Last year, the thoroughly original Epoque Quartet was marking twenty-five years on the music scene. A multi-genre ensemble straddling the borderlines of classical, jazz, pop, contemporary forms, gypsy music and all types of crossover idioms, has markedly expanded the scope of the category of “string quartet”.

Birth is a composition by a similarly multitalented musician, pianist, composer, arranger and conductor (plus also a painter), Jan Kučera. It was originally part of incidental music for a production named The 13th Month, staged by the dance ensemble Spitfire Company. The music of Birth evolves along a minimalist, pulsating rhythmic line, with the occasional momentaneous intrusion of a simple, drawn melodic line.

The American cellist, arranger and composer, Alan Shulman, used to play in the NBC Symphony Orchestra in the era of Arturo Toscanini, as a founding member of the Stuyvesant String Quartet performed US premieres of various masterpieces of 20th-century music, and made a name for himself as an arranger in tv and radio music productions. His own compositions are influenced by jazz as well as by Jewish music. The Rendezvous for Clarinet and Strings was written for the legendary clarinettist of the swing era, Benny Goodman.

Alexey Aslamas is likewise a musician steeped equally well in classical and jazz music. He is a sought-after arranger working with various pop vocalists, and writes his own music. The charmingly sentimental ballad, Rain Again, is one of his pieces written for Irvin Venyš and Epoque Quartet.

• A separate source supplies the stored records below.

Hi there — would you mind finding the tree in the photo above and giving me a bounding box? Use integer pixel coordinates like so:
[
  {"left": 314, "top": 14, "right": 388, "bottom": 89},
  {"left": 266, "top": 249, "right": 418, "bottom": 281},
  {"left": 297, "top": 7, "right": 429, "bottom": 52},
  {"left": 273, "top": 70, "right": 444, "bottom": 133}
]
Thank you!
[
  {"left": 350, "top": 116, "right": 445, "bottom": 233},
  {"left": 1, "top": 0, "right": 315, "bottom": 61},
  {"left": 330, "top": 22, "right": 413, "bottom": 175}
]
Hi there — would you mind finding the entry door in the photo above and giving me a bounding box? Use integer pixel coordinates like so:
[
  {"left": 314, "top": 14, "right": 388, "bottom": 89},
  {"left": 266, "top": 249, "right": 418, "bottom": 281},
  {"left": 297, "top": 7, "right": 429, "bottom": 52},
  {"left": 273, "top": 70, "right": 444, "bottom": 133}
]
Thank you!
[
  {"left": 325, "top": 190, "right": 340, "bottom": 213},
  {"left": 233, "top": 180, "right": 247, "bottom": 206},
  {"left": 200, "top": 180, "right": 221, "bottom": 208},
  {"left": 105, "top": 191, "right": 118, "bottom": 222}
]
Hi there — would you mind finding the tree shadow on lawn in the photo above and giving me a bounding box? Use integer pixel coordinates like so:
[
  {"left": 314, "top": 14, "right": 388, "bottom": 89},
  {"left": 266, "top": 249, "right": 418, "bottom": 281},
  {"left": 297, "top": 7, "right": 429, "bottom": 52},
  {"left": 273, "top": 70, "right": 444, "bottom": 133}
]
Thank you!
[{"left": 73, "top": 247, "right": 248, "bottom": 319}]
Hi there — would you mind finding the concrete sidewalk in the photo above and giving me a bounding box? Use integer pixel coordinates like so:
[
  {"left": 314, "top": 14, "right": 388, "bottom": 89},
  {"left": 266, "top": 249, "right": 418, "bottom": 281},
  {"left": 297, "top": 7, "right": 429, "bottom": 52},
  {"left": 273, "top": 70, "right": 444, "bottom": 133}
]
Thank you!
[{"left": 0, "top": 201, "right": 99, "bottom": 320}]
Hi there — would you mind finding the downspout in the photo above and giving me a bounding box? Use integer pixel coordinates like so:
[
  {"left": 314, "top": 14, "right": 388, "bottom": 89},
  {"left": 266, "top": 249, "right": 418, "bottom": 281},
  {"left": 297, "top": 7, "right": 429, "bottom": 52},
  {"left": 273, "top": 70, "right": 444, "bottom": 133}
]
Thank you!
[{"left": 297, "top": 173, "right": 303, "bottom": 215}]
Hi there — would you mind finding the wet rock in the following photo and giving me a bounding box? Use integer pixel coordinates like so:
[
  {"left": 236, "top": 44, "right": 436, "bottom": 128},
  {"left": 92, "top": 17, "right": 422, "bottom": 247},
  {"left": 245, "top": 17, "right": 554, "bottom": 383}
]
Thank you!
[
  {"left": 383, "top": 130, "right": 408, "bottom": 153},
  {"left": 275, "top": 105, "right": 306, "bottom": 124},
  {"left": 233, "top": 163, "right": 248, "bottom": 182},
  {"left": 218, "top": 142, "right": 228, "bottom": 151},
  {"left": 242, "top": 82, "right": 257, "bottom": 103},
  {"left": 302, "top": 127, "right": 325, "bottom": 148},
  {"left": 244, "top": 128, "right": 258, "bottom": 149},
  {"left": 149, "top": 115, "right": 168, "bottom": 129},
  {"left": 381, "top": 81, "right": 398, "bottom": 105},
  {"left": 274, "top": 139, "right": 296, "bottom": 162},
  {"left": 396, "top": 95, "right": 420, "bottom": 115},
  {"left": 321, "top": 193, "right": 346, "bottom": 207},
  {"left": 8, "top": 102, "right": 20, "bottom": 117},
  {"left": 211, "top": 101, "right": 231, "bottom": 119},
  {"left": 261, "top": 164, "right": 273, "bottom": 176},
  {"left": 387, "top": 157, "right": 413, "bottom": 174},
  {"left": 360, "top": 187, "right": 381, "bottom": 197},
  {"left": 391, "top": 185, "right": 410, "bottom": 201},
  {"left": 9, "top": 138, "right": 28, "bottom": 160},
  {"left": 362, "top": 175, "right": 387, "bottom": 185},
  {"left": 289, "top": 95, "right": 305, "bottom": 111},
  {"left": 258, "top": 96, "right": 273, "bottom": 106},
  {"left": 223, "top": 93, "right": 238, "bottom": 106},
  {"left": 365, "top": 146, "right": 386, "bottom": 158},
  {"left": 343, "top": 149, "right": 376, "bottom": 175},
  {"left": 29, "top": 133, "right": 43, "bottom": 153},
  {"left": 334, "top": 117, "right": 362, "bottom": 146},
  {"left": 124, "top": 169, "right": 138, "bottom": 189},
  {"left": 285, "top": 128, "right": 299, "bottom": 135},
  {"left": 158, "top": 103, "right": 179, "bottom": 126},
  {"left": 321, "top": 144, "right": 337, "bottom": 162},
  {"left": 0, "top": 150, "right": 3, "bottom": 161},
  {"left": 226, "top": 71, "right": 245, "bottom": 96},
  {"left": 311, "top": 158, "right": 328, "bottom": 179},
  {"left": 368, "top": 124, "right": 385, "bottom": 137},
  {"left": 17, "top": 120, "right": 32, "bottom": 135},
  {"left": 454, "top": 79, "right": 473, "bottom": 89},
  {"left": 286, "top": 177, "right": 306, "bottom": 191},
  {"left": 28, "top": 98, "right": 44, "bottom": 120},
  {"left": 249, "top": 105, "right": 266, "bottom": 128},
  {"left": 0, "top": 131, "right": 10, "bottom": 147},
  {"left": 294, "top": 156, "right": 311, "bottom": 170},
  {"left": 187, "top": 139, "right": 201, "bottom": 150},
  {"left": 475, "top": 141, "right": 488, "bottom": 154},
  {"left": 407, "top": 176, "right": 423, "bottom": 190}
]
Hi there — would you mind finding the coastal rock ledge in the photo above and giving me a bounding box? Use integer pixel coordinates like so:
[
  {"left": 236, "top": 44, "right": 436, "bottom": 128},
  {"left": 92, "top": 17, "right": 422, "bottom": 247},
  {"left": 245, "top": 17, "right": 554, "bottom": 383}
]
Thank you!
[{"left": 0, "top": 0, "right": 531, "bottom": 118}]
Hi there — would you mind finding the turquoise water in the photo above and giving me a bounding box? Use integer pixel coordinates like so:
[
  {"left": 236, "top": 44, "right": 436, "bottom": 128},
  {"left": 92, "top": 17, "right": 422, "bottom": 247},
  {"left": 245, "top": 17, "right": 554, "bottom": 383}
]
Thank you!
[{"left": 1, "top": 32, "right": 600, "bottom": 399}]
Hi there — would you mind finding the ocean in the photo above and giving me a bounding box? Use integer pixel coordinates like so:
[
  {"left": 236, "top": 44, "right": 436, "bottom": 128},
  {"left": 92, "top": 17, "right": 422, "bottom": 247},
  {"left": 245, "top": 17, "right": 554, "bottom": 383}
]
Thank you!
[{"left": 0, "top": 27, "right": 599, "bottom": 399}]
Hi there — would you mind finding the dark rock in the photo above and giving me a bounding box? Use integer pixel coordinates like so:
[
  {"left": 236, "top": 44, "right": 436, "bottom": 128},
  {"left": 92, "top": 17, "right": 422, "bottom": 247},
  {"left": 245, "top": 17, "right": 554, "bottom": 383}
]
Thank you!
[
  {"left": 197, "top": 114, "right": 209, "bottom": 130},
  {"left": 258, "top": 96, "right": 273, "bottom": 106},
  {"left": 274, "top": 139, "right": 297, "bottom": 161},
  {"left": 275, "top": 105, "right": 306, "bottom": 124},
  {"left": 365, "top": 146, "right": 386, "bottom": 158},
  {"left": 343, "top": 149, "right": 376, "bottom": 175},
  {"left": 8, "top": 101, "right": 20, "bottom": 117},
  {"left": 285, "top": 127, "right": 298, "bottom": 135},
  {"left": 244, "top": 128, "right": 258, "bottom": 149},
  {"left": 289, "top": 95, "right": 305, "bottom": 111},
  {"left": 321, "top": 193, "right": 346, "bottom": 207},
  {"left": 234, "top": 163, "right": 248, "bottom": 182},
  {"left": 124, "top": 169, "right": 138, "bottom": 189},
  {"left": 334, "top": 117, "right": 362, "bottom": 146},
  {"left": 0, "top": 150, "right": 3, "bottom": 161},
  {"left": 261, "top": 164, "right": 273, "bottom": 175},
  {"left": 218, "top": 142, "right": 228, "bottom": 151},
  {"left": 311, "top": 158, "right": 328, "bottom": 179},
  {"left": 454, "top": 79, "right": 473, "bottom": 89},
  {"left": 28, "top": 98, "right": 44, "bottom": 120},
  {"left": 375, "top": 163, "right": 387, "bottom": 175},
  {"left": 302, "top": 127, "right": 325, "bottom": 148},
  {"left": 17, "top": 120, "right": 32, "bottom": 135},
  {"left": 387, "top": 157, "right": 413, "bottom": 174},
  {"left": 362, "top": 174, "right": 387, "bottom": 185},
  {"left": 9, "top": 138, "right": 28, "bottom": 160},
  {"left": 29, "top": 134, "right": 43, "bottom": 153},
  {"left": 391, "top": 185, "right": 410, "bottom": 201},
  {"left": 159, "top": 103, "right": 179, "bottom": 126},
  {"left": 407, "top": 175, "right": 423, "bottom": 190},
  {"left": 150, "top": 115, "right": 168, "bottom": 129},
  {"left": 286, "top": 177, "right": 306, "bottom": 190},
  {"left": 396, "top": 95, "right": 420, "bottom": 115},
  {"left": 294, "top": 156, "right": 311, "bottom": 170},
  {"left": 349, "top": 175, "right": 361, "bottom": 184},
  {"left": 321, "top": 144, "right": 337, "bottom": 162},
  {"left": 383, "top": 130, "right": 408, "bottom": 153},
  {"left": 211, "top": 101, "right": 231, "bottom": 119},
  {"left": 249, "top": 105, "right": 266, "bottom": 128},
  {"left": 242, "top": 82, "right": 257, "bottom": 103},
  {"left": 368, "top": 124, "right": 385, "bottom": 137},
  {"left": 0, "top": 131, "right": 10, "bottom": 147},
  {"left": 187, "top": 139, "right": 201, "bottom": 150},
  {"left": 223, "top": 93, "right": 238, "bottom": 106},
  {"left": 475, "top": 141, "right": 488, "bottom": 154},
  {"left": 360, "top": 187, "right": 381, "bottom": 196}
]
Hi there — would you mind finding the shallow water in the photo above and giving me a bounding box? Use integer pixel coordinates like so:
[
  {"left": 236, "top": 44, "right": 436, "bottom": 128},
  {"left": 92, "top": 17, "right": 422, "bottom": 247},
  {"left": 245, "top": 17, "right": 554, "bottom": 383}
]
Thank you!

Kukačky, by the contemporary composer of both classical and pop music, Petr Wajsar, is a jazz-style improvisation focused on a theme reminiscent of the Lachrimosa part from Mozart’s Requiem. In terms of style on the other hand, it bears a good deal of affinity with the time-tested standard, Douce Ambience, by the French protagonist of “gypsy jazz”, guitarist Django Reinhardt.

In its turn, Cimpoiasca is a fast Moldavian traditional dance. Miroslav Kolacia initially arranged it for clarinet and cymbalom band, and later produced a new version for string quartet.

The instrumental combination of Dmitri Shostakovich’s Concerto for Piano, Trumpet and Strings, from 1933, is fairly unorthodox. The composer’s original intention was to write a concerto for solo trumpet, but as work on it progressed he reconsidered and the resulting score assigns to each solo instrument an equal share. The virtuoso piano part evokes the fact that long before becoming a noted symphonist, Shostakovich would occasionally stand in as a silent film live piano accompanist.